High cost of materials puts pressure on Vietnam’s construction industry

Despite expectations that the demand for iron and steel will rise, the cost of construction materials remains stubbornly high.
Illustrative image. (Photo: SGGP)

Illustrative image. (Photo: SGGP)

Despite expectations that the demand for iron and steel will rise due to the government's efforts to reduce supply by disbursing public investment, removing funding for key projects, or focusing on social housing projects, the cost of construction materials remains stubbornly high.

According to contractors and investors in Hanoi, while the price of cement has stabilized, other essential building materials such as steel and construction sand continue to increase in price.

This trend has made it difficult for businesses to accept contracts for construction projects that require large amounts of steel, as they fear heavy losses if the price of steel continues to rise.

As a result, many construction projects remain unfinished, as businesses are unwilling to take on the financial risk of completing the work.

A director of an enterprise specializing in the construction of bridges and roads said that every time a supplier sent a new quote, it was like "sitting on a fire".

Since the beginning of this year, the price of CB240 coil and D10 CB300 reinforcing bars after at least five adjustments has reached approximately VND16 million (US$678) per ton. Hoa Phat steel bar prices in the south rose by VND200,000 per ton on March 6, and it is expected to be applied in the northern market too.

The price of construction sand after the Lunar New Year has soared because many agent owners reported scarcity due to decreasing supply.

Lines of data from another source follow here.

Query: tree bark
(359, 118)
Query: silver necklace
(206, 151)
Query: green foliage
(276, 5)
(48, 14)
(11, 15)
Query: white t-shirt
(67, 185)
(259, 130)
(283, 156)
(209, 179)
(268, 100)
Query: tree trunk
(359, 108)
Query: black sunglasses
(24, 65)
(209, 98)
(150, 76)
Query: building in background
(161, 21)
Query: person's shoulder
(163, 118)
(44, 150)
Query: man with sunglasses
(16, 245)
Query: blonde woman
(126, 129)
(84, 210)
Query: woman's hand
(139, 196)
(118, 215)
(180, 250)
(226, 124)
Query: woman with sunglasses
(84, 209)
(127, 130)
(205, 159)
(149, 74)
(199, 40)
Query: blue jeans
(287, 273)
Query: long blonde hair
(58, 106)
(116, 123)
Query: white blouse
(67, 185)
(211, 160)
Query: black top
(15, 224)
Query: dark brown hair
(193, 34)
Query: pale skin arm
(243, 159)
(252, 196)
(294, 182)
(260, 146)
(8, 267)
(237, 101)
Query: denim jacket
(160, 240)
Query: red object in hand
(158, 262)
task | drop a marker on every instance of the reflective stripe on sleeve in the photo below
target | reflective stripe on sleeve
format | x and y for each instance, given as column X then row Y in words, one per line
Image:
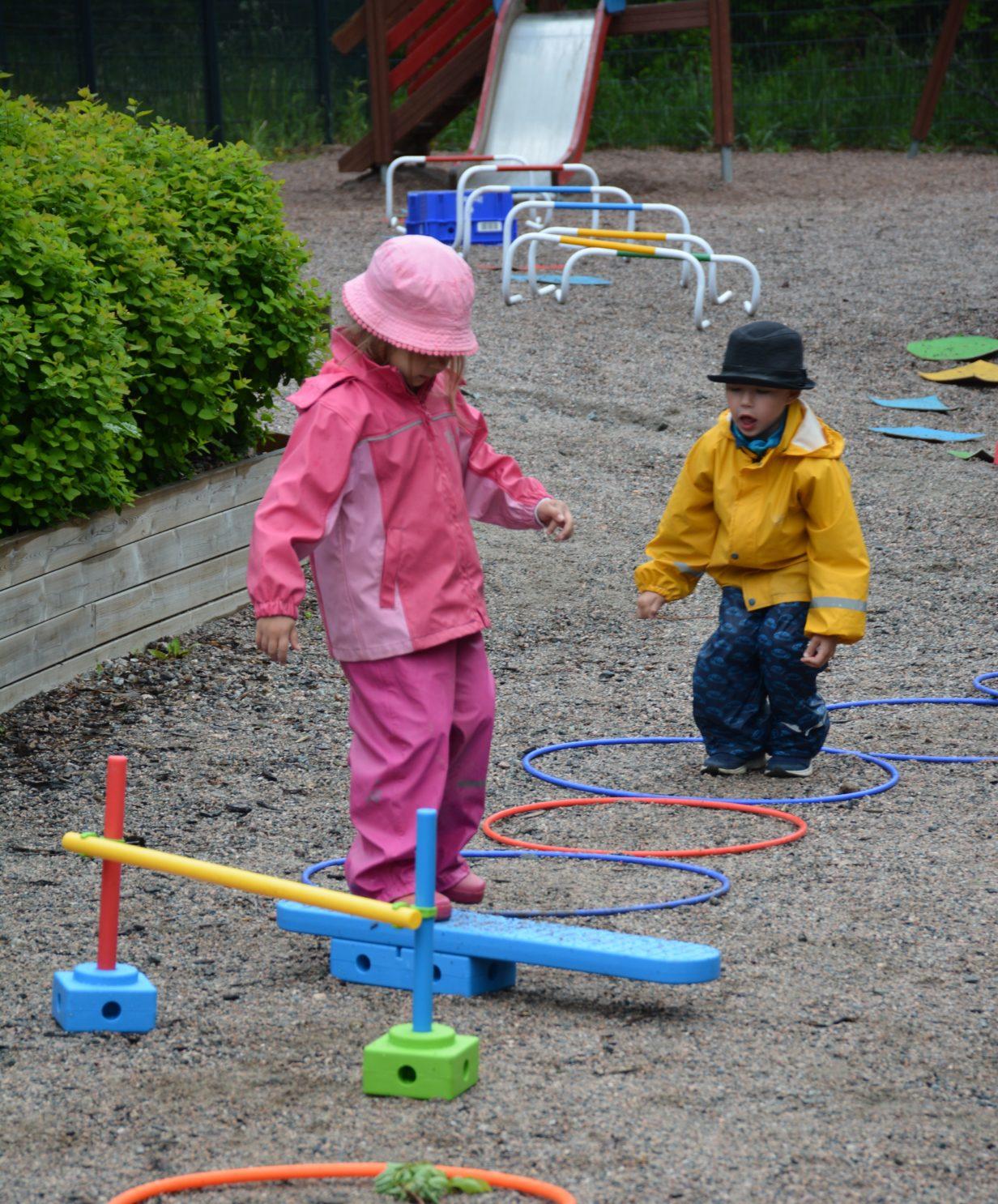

Construction enterprises, which already had difficulty in maintaining their cash flow, high borrowing costs and many debts from the declining real estate market, are now gradually "getting hit" by fluctuations in the price of building materials.

Some experts predicted that if this situation persists, the number of companies with sufficient capacity and quality in the construction industry would be counted on one hand in the next five years.

Data from the business registration authority shows that the whole country had 51,401 enterprises withdrawing from the market in the first two months of this year, a year-on-year increase of 14.5 percent.

Among 17 business lines, construction and real estate businesses have a very high number of enterprises suspending business with more than 7,180 enterprises.

The construction industry has 5,525 enterprises registered to suspend their business, up 22 percent year-on-year.

Similarly, 1,660 enterprises in the real estate industry registered to suspend their business in the past two months, up 57 percent.